RDS DB Instance Maintenance and Upgrades
Changes to a DB instance can occur when a DB instance is manually modifiedfor e.g. DB engine version is upgraded, or when Amazon RDS performs maintenance on an instance
Amazon RDS Maintenance
- Periodically, Amazon RDS performs maintenance on Amazon RDS resources, such as DB instances and most often involves updates to the DB instance’s operating system (OS).
- Maintenance items can either
- be applied manually on a DB instance at ones convenience
- or wait for the automatic maintenance process initiated by Amazon RDS during the defined weekly maintenance window.
- Maintenance window only determines when pending operations start, but does not limit the total execution time of these operations. Maintenance operations are not guaranteed to finish before the maintenance window ends, and can continue beyond the specified end time.
- Maintenance update availability can be checked both on the RDS console and by using the RDS API. And if an update is available, one can
- Defer the maintenance items.
- Apply the maintenance items immediately.
- Schedule them to start during the next defined maintenance window
- Maintenance items marked as
- Required cannot be deferred indefinitely, if deferred AWS will send a notify the time when the update will be performed next
- Available and can be deferred indefinitely and the update will not be applied to the DB instance.
- Required patching is automatically scheduled only for patches that are related to security and instance reliability . Such patching occurs infrequently (typically once every few months) and seldom requires more than a fraction of your maintenance window.
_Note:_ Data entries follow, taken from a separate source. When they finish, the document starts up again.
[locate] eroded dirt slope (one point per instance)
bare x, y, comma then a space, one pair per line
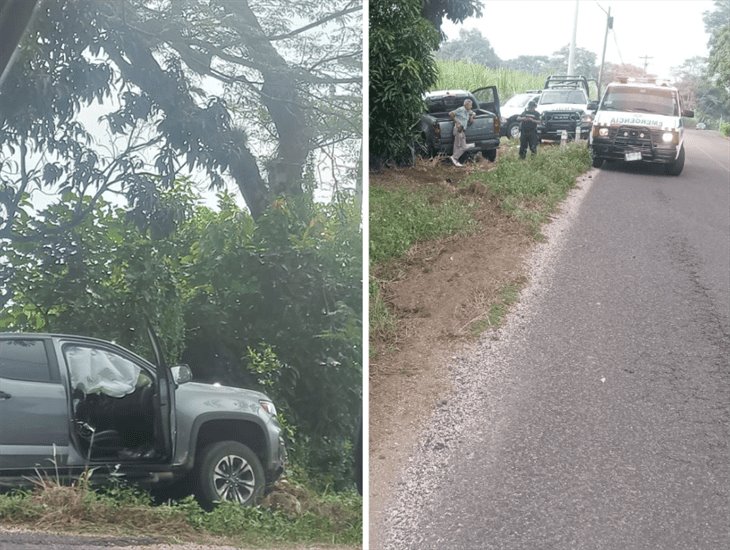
439, 292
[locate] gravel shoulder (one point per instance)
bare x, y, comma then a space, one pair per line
421, 385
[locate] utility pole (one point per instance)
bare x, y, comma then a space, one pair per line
609, 25
646, 59
571, 52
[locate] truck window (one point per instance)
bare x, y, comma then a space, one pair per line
24, 360
550, 97
95, 370
641, 100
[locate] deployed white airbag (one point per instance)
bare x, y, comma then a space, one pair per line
98, 371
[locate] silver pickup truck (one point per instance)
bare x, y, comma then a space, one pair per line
72, 403
437, 127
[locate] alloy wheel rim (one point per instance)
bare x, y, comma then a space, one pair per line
234, 479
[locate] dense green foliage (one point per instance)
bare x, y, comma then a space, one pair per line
274, 303
113, 117
253, 95
471, 46
717, 23
455, 10
401, 70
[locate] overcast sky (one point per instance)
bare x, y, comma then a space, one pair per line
668, 31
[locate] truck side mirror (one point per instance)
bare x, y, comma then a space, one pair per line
181, 374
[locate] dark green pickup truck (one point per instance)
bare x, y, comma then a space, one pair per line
437, 127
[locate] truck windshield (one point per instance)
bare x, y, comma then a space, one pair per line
550, 97
641, 100
519, 100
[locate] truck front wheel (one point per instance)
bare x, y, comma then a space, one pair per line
228, 471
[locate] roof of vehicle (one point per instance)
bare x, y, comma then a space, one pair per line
642, 83
49, 335
439, 93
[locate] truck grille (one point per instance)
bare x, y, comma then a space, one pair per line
636, 138
561, 117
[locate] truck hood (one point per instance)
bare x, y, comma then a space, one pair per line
208, 397
561, 107
617, 118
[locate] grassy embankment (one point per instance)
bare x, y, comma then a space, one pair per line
291, 518
526, 190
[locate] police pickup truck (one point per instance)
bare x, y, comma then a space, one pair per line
436, 127
564, 105
640, 121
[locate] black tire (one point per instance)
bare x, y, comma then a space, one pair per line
513, 130
675, 168
228, 471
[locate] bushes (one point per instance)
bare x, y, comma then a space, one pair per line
275, 305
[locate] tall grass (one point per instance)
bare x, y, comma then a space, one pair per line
531, 189
401, 217
470, 76
290, 516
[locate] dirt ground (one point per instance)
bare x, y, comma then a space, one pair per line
438, 292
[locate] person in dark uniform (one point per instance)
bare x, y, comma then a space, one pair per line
528, 129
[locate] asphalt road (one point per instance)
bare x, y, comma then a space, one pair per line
600, 417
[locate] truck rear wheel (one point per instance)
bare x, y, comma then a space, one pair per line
228, 471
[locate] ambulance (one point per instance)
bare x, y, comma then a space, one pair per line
639, 121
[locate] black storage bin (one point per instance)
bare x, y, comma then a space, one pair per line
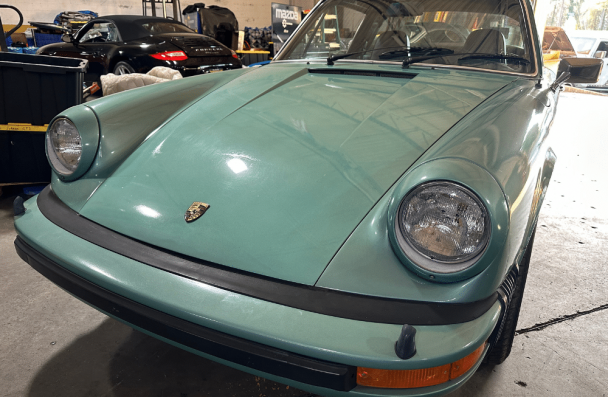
35, 88
22, 157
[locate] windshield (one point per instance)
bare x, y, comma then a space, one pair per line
556, 40
383, 30
582, 44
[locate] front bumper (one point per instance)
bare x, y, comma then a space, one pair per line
308, 350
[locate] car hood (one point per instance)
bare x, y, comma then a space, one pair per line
289, 159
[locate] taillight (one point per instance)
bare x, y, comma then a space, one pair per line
170, 56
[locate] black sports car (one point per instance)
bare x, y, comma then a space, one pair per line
123, 44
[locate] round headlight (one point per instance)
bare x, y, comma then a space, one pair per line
442, 227
64, 146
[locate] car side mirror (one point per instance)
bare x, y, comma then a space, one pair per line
67, 38
582, 70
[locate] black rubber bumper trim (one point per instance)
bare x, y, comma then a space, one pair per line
313, 299
237, 350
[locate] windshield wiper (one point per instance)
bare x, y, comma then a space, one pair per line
428, 51
497, 56
332, 58
469, 55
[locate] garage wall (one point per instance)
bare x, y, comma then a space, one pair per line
252, 13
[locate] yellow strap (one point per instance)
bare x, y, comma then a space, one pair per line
23, 127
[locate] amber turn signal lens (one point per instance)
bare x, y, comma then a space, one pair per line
410, 378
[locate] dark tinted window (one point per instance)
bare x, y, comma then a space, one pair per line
165, 27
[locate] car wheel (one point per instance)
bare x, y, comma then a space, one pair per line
502, 348
123, 68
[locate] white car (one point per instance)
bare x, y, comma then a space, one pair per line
592, 44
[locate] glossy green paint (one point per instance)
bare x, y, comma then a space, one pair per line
505, 135
358, 391
325, 337
290, 162
126, 120
372, 253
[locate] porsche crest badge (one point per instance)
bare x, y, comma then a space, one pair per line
195, 211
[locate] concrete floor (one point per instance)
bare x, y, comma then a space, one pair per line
53, 345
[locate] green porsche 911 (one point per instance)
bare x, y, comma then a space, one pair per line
355, 218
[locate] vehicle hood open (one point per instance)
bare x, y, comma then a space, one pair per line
290, 159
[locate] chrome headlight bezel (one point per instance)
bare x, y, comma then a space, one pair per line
479, 182
424, 258
85, 122
57, 162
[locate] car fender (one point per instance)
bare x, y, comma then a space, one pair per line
125, 121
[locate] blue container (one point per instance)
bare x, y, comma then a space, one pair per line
44, 39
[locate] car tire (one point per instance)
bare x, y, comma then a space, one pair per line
502, 348
123, 68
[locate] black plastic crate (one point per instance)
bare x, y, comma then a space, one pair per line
35, 88
23, 158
- Maintenance items require that RDS take your DB instance offline for a short time. Maintenance that requires DB instance to be offline include scale compute operations, which generally take only a few minutes from start to finish, and required operating system or database patching.
- Multi-AZ deployment for the DB instance reduces the impact of a maintenance event by following these steps:
- Perform maintenance on the standby.
- Promote the standby to primary.
- Perform maintenance on the old primary, which becomes the new standby.
- When database engine for the DB instance is modified in a Multi-AZ deployment, RDS upgrades both the primary and secondary DB instances at the same time. In this case, the database engine for the entire Multi-AZ deployment is shut down during the upgrade.
Operating System Updates
- Upgrades to the operating system are most often for security issues and should be done as soon as possible.
- OS updates on a DB instance can be applied at ones convenience or can wait for the maintenance process initiated by RDS to apply the update during the defined maintenance window
- DB instance is not automatically backed up when an OS update is applied, and should be backup up before the update is applied
Database Engine Version Upgrade
- DB instance engine version can be upgraded when a new DB engine version is supported by RDS.
- Database version upgrades consist of major and minor version upgrades.
- Major database version upgrades
- can contain changes that are not backward-compatible
- RDS doesn’t apply major version upgrades automatically
- DB instance should be manually modified and thoroughly tested before applying it to the production instances.
- Minor version upgrades
- Each DB engine handles minor version upgrade slightly differently for e.g. RDS automatically apply minor version upgrades to a DB instance running PostgreSQL, but must be manually applied to a DB instance running Oracle.
- Major database version upgrades
- Amazon posts an announcement to the forums announcement page and sends a customer e-mail notification before upgrading an DB instance
- Amazon schedule the upgrades at specific times through the year, to help plan around them, because downtime is required to upgrade a DB engine version, even for Multi-AZ instances.
- RDS takes two DB snapshots during the upgrade process.
- First DB snapshot is of the DB instance before any upgrade changes have been made. If the upgrade fails, it can be restored from the snapshot to create a DB instance running the old version.
- Second DB snapshot is taken when the upgrade completes. After the upgrade is complete, database engine can’t be reverted to the previous version. For returning to the previous version, restore the first DB snapshot taken to create a new DB instance.
- If the DB instance is using read replication, all of the Read Replicas must be upgraded before upgrading the source instance.
- If the DB instance is in a Multi-AZ deployment, both the primary and standby replicas are upgraded at the same time and would result in an outage. The time for the outage varies based on your database engine, version, and the size of your DB instance.
RDS Maintenance Window
- Every DB instance has a weekly maintenance window defined during which any system changes are applied.
- Maintenance window is an opportunity to control when DB instance modifications and software patching occur, in the event either are requested or required.
- If a maintenance event is scheduled for a given week, it will be initiated during the 30 minute maintenance window as defined
- Maintenance events mostly complete during the 30 minute maintenance window, although larger maintenance events may take more time
- 30-minute maintenance window is selected at random from an 8-hour block of time per region. If you don’t specify a preferred maintenance window when you create the DB instance, Amazon RDS assigns a 30-minute maintenance window on a randomly selected day of the week.
- RDS will consume some of the resources on the DB instance while maintenance is being applied, minimally effecting performance.
- For some maintenance events, a Multi-AZ failover may be required for a maintenance update to complete.